É através do faz de conta que a criança constrói o seu mundo, usando o imaginário e as experiências vividas. O faz de conta é a superposição intencional de uma situação suposta a uma situação real, com um espírito de diversão. Deste modo as crianças usam as brincadeiras para construir seu aprendizado através da exploração de situações liberando seu Eu criativo e produzindo seus desejos mais íntimos.
Este aprendizado está associado às faixas etárias, assim ligadas à maturação do cérebro, conexões neurais, pois com o passar da idade, os brinquedos administrados unicamente pela fantasia liberam espaço a jogos com regras e, muitas vezes com regras sociais, dessa maneira dando lugar as responsabilidades da vida adulta.
O espaço e tempo lúdico para os jogos simbólicos estão cada vez mais reduzidos.

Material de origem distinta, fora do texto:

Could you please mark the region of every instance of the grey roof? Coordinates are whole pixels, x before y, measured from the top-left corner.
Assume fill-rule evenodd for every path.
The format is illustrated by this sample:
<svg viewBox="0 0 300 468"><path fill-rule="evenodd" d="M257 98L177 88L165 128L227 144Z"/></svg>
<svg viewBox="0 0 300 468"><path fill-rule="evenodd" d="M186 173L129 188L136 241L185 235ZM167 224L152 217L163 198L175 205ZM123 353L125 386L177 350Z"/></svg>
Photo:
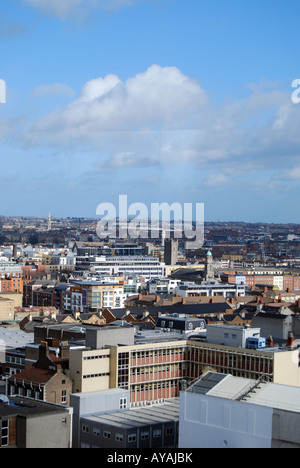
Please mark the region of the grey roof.
<svg viewBox="0 0 300 468"><path fill-rule="evenodd" d="M187 392L300 413L300 388L207 372Z"/></svg>
<svg viewBox="0 0 300 468"><path fill-rule="evenodd" d="M179 399L167 400L161 405L94 414L83 419L122 429L134 429L136 427L179 421Z"/></svg>

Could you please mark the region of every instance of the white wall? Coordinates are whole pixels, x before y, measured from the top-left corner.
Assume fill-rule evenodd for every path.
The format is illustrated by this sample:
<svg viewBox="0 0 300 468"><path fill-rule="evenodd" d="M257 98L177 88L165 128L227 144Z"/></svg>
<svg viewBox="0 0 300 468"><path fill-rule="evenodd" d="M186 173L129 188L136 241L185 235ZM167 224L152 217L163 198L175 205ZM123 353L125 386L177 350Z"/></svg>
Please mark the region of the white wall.
<svg viewBox="0 0 300 468"><path fill-rule="evenodd" d="M180 394L179 448L271 448L273 409Z"/></svg>

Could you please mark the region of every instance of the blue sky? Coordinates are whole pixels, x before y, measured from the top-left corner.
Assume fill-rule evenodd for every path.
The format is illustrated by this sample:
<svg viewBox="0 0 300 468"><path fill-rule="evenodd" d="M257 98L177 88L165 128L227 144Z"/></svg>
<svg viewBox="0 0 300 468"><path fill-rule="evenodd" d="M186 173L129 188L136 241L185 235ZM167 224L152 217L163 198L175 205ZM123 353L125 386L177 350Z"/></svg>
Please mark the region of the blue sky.
<svg viewBox="0 0 300 468"><path fill-rule="evenodd" d="M300 223L296 0L6 0L0 214Z"/></svg>

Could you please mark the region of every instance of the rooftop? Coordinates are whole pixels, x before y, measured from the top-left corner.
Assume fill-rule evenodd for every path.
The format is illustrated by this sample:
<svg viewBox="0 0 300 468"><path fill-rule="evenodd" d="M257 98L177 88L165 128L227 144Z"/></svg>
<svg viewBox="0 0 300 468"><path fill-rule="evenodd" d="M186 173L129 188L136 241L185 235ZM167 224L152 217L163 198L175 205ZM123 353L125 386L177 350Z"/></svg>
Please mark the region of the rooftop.
<svg viewBox="0 0 300 468"><path fill-rule="evenodd" d="M179 399L174 398L166 400L163 404L143 406L137 409L94 414L85 419L123 429L179 421Z"/></svg>
<svg viewBox="0 0 300 468"><path fill-rule="evenodd" d="M187 392L300 413L300 388L207 372Z"/></svg>

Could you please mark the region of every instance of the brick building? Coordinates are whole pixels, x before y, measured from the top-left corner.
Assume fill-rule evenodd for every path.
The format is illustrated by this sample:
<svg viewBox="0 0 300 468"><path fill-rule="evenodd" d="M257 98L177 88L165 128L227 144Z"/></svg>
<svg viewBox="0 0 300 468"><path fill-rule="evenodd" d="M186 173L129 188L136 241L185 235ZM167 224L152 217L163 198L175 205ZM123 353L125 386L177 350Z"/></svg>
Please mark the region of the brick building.
<svg viewBox="0 0 300 468"><path fill-rule="evenodd" d="M72 380L63 373L62 363L50 355L46 342L41 343L38 361L33 367L8 379L8 394L68 405Z"/></svg>

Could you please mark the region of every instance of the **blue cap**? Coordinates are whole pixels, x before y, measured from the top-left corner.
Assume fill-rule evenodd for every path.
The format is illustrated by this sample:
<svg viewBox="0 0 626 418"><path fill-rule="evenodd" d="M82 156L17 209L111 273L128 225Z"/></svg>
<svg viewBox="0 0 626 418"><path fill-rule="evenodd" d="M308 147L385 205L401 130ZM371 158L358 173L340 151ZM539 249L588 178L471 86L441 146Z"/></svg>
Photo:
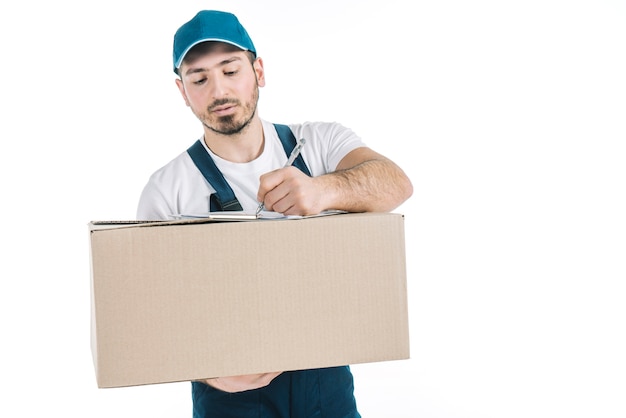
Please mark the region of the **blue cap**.
<svg viewBox="0 0 626 418"><path fill-rule="evenodd" d="M207 41L226 42L256 56L252 39L234 14L202 10L174 35L174 72L178 74L183 58L191 48Z"/></svg>

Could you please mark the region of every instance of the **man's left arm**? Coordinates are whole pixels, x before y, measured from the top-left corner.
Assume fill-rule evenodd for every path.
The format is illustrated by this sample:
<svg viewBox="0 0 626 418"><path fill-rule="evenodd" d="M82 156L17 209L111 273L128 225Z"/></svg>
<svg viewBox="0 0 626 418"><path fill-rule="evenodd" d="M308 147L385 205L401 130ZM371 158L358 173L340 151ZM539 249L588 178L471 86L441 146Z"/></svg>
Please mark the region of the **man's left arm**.
<svg viewBox="0 0 626 418"><path fill-rule="evenodd" d="M367 147L349 152L329 174L317 177L326 209L388 212L413 194L413 185L393 161Z"/></svg>
<svg viewBox="0 0 626 418"><path fill-rule="evenodd" d="M261 176L258 199L286 215L313 215L328 209L388 212L413 194L411 181L394 162L368 147L341 159L337 169L309 177L295 167Z"/></svg>

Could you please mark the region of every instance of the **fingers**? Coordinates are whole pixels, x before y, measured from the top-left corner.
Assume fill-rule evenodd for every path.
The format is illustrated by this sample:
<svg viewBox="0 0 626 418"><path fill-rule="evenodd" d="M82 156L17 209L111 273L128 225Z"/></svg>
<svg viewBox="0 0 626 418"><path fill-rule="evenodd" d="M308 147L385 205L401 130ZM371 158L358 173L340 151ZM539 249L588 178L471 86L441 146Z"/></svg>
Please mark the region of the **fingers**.
<svg viewBox="0 0 626 418"><path fill-rule="evenodd" d="M287 215L307 214L311 178L295 167L285 167L261 176L257 199L270 211Z"/></svg>
<svg viewBox="0 0 626 418"><path fill-rule="evenodd" d="M235 393L259 389L269 385L281 372L261 373L243 376L215 377L201 382L223 392Z"/></svg>
<svg viewBox="0 0 626 418"><path fill-rule="evenodd" d="M257 200L259 202L265 203L265 207L269 209L269 202L266 202L266 195L268 192L276 188L280 183L283 182L283 176L280 175L279 170L270 171L269 173L265 173L260 177L259 182L259 191L257 193Z"/></svg>

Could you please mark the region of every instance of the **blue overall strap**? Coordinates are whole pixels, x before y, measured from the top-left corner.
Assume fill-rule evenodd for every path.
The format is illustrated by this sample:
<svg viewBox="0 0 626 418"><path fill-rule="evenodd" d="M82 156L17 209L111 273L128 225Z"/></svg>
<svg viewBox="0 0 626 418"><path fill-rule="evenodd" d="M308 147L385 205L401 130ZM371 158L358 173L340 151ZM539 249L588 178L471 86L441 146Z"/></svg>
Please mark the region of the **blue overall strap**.
<svg viewBox="0 0 626 418"><path fill-rule="evenodd" d="M287 125L279 125L274 124L276 128L276 133L278 133L278 138L280 138L280 142L283 145L283 149L287 155L291 154L291 151L295 148L297 141L296 137L291 132L291 128ZM215 193L210 197L210 211L241 211L243 208L241 204L237 200L233 189L230 188L230 185L224 178L222 172L215 165L215 161L209 155L209 153L204 149L202 142L197 140L189 149L187 149L187 153L193 160L198 170L202 173L206 181L215 189ZM311 173L309 168L306 166L304 159L302 158L302 154L298 155L298 158L293 162L293 165L298 167L300 171L302 171L307 176L310 176Z"/></svg>
<svg viewBox="0 0 626 418"><path fill-rule="evenodd" d="M233 189L231 189L226 182L222 172L218 170L213 158L211 158L209 153L204 149L202 142L197 140L195 144L189 147L187 153L193 160L194 164L196 164L196 167L198 167L198 170L200 170L206 181L208 181L209 184L215 189L215 193L212 194L210 198L210 211L219 212L243 210L241 204L239 204L239 201L235 197Z"/></svg>
<svg viewBox="0 0 626 418"><path fill-rule="evenodd" d="M283 144L283 148L285 149L285 153L289 156L291 151L296 147L297 141L296 137L293 136L293 132L291 132L291 128L287 125L279 125L277 123L274 124L276 128L276 132L278 133L278 137L280 138L280 142ZM298 167L300 171L302 171L307 176L311 176L309 172L309 168L306 166L304 159L302 158L302 154L298 155L298 158L293 162L293 165Z"/></svg>

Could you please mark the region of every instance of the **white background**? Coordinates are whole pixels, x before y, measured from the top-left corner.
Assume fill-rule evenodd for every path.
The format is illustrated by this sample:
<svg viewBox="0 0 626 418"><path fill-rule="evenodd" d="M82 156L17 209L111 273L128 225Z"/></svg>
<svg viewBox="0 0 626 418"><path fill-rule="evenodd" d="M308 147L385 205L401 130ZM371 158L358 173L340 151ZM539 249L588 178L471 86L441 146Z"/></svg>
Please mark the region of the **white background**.
<svg viewBox="0 0 626 418"><path fill-rule="evenodd" d="M7 1L0 6L0 416L190 417L188 383L97 389L90 220L132 219L201 133L174 31L233 11L260 114L339 121L404 167L411 359L364 417L626 416L626 4Z"/></svg>

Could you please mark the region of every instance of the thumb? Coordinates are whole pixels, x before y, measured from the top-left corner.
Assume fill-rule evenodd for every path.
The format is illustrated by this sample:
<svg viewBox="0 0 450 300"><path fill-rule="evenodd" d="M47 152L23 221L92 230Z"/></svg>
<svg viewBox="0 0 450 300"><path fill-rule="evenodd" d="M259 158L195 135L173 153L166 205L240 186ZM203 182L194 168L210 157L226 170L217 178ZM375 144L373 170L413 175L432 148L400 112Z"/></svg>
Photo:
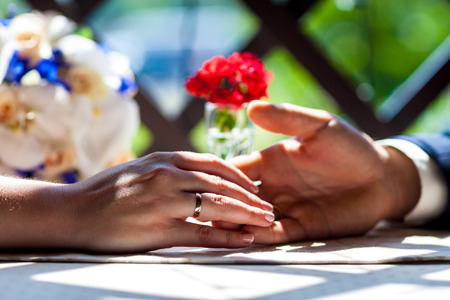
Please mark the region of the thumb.
<svg viewBox="0 0 450 300"><path fill-rule="evenodd" d="M333 115L324 110L289 103L274 105L259 100L250 102L247 114L253 123L265 130L302 138L313 136L333 119Z"/></svg>

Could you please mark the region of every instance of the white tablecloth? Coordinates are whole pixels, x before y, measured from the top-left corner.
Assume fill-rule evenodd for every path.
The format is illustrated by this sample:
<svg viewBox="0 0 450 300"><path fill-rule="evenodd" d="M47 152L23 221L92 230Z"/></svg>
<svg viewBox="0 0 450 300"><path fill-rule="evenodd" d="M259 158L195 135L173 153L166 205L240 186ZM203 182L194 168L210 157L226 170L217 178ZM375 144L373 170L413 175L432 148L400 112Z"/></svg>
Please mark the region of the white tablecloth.
<svg viewBox="0 0 450 300"><path fill-rule="evenodd" d="M169 248L132 255L0 253L0 261L195 263L195 264L374 264L450 261L450 231L381 225L364 236L245 249Z"/></svg>

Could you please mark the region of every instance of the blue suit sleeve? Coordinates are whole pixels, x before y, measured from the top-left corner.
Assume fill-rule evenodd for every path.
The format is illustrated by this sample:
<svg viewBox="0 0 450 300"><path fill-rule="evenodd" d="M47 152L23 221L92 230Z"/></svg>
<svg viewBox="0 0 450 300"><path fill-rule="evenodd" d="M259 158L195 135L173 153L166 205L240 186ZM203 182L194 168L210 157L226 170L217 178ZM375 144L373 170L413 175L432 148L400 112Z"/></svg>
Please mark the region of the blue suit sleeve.
<svg viewBox="0 0 450 300"><path fill-rule="evenodd" d="M450 132L443 134L413 134L396 138L412 142L422 148L439 165L450 191ZM431 228L450 228L450 192L444 213L427 224Z"/></svg>

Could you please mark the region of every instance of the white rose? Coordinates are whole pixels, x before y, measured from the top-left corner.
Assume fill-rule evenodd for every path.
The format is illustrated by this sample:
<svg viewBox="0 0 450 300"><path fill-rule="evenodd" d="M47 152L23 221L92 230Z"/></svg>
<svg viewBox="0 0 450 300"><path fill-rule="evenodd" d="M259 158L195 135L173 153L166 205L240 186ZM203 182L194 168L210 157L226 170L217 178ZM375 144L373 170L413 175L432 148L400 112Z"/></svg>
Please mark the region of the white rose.
<svg viewBox="0 0 450 300"><path fill-rule="evenodd" d="M14 127L18 124L19 100L14 89L0 86L0 123Z"/></svg>
<svg viewBox="0 0 450 300"><path fill-rule="evenodd" d="M14 93L11 93L13 91ZM74 119L67 91L60 86L3 87L8 97L17 95L17 126L0 126L0 161L13 169L31 170L50 153L71 144ZM0 99L2 93L0 92ZM8 99L5 97L5 99Z"/></svg>
<svg viewBox="0 0 450 300"><path fill-rule="evenodd" d="M139 109L135 101L113 90L92 102L85 97L76 101L80 126L74 132L80 175L86 178L110 166L123 151L130 149L139 126ZM86 109L90 107L90 117ZM83 124L88 124L88 126Z"/></svg>
<svg viewBox="0 0 450 300"><path fill-rule="evenodd" d="M50 152L44 160L44 168L37 176L50 181L60 181L61 175L77 169L77 155L73 145Z"/></svg>
<svg viewBox="0 0 450 300"><path fill-rule="evenodd" d="M98 100L106 94L102 78L88 66L72 66L67 72L67 82L73 93L86 95L91 100Z"/></svg>
<svg viewBox="0 0 450 300"><path fill-rule="evenodd" d="M20 86L20 102L35 112L34 136L58 151L71 144L75 120L70 94L59 85Z"/></svg>
<svg viewBox="0 0 450 300"><path fill-rule="evenodd" d="M33 170L42 164L50 148L34 130L18 131L0 126L0 161L15 170Z"/></svg>
<svg viewBox="0 0 450 300"><path fill-rule="evenodd" d="M18 15L11 20L10 29L19 43L20 56L37 62L40 58L41 42L45 41L46 24L42 15Z"/></svg>
<svg viewBox="0 0 450 300"><path fill-rule="evenodd" d="M79 35L67 35L57 43L64 60L71 66L87 66L100 77L108 74L108 61L103 49L97 43Z"/></svg>
<svg viewBox="0 0 450 300"><path fill-rule="evenodd" d="M46 13L44 17L47 22L47 38L50 44L56 43L60 38L72 33L76 28L75 22L60 14Z"/></svg>
<svg viewBox="0 0 450 300"><path fill-rule="evenodd" d="M14 52L17 48L17 42L16 41L10 41L6 43L2 48L0 52L0 82L3 82L3 80L6 77L6 73L8 72L9 64L11 62L11 59L14 55Z"/></svg>
<svg viewBox="0 0 450 300"><path fill-rule="evenodd" d="M57 46L70 65L90 68L111 89L118 90L122 78L134 80L130 61L125 55L103 49L92 40L68 35L63 37Z"/></svg>

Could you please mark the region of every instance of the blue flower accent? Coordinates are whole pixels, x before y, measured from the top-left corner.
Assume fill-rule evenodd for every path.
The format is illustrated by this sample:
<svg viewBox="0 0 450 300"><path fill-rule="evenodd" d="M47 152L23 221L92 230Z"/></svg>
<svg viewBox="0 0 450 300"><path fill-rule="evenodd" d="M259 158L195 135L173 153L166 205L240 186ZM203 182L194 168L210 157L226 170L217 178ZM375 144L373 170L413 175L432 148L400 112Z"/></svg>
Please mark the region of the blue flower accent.
<svg viewBox="0 0 450 300"><path fill-rule="evenodd" d="M71 91L66 80L58 77L59 68L69 68L69 65L64 61L64 55L61 50L54 49L53 56L50 59L41 59L36 66L36 70L42 79L47 79L54 84L62 85L68 92Z"/></svg>
<svg viewBox="0 0 450 300"><path fill-rule="evenodd" d="M0 18L0 24L2 24L5 27L8 27L9 24L11 24L11 19Z"/></svg>
<svg viewBox="0 0 450 300"><path fill-rule="evenodd" d="M105 54L108 54L109 52L111 52L111 47L109 47L105 43L98 43L97 47L100 48L101 50L103 50L103 53L105 53Z"/></svg>
<svg viewBox="0 0 450 300"><path fill-rule="evenodd" d="M16 173L22 178L31 178L33 177L35 171L16 170Z"/></svg>
<svg viewBox="0 0 450 300"><path fill-rule="evenodd" d="M68 66L67 63L64 62L64 54L60 49L53 49L53 61L58 66Z"/></svg>
<svg viewBox="0 0 450 300"><path fill-rule="evenodd" d="M136 81L133 80L133 78L120 78L120 87L119 87L119 93L126 94L126 93L133 93L138 89L138 86L136 84Z"/></svg>
<svg viewBox="0 0 450 300"><path fill-rule="evenodd" d="M5 79L10 82L20 83L22 77L30 70L28 67L29 60L27 58L20 58L19 51L15 51L6 71Z"/></svg>
<svg viewBox="0 0 450 300"><path fill-rule="evenodd" d="M36 66L41 78L55 83L58 80L58 64L50 59L41 59Z"/></svg>
<svg viewBox="0 0 450 300"><path fill-rule="evenodd" d="M67 82L67 80L58 78L58 80L56 80L57 83L59 83L60 85L62 85L62 87L68 91L69 93L72 91L72 89L69 86L69 83Z"/></svg>
<svg viewBox="0 0 450 300"><path fill-rule="evenodd" d="M75 171L64 173L62 176L62 180L64 183L76 183L78 181L78 176Z"/></svg>
<svg viewBox="0 0 450 300"><path fill-rule="evenodd" d="M30 170L15 170L17 175L22 177L22 178L32 178L34 177L34 175L36 174L37 171L44 169L44 165L39 165L34 169L30 169Z"/></svg>
<svg viewBox="0 0 450 300"><path fill-rule="evenodd" d="M69 64L64 61L64 54L60 49L53 49L53 56L51 58L51 61L58 66L58 69L59 68L69 69L70 67ZM58 78L56 82L62 85L68 92L72 90L69 86L69 83L66 80Z"/></svg>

Hoje as crianças não tem a possibilidade da vivência do brincar em ruas com outras crianças como antigamente, estão fechadas em suas casas com brinquedos eletrônicos que não os dá essas experiências, e os menos favorecidos estão nas ruas por vezes envolvidos no aumento da renda familiar ou pior já entregues a marginalidade cometendo infrações e se drogando. As crianças que tem a possibilidade de estarem dentro de escolas são restringidas quanto ao brincar, mesmo nas escolas infantis como no início do ensino fundamental. 
O importante é a formação do cognitivo, do pensar, do saber ler e escrever, porém esquecemos que para o cérebro adquirir esta função precisamos desenvolvê-lo por meio do brincar. Isso não quer dizer que não exista o espaço lúdico, no entanto estes espaços são restritos com poucos jogos acadêmicos e algumas bonecas e carrinhos.
A brincadeira na infância é a chave para o desenvolvimento das crianças e aquisição de domínios de raciocínio. O tempo estendido da infância, protegida pelos adultos, parece favorecer a aquisição dessas habilidades através da experimentação e aprendizagem. Neste sentido, a brincadeira seria um meio de treinar, na ausência de grandes perigos, as atividades que serão necessárias para a fase adulta. Além, de alguns aspectos da brincadeira podem ser preparatórios para as demandas físicas, sociais e cognitivas particulares do meio ambiente da própria infância.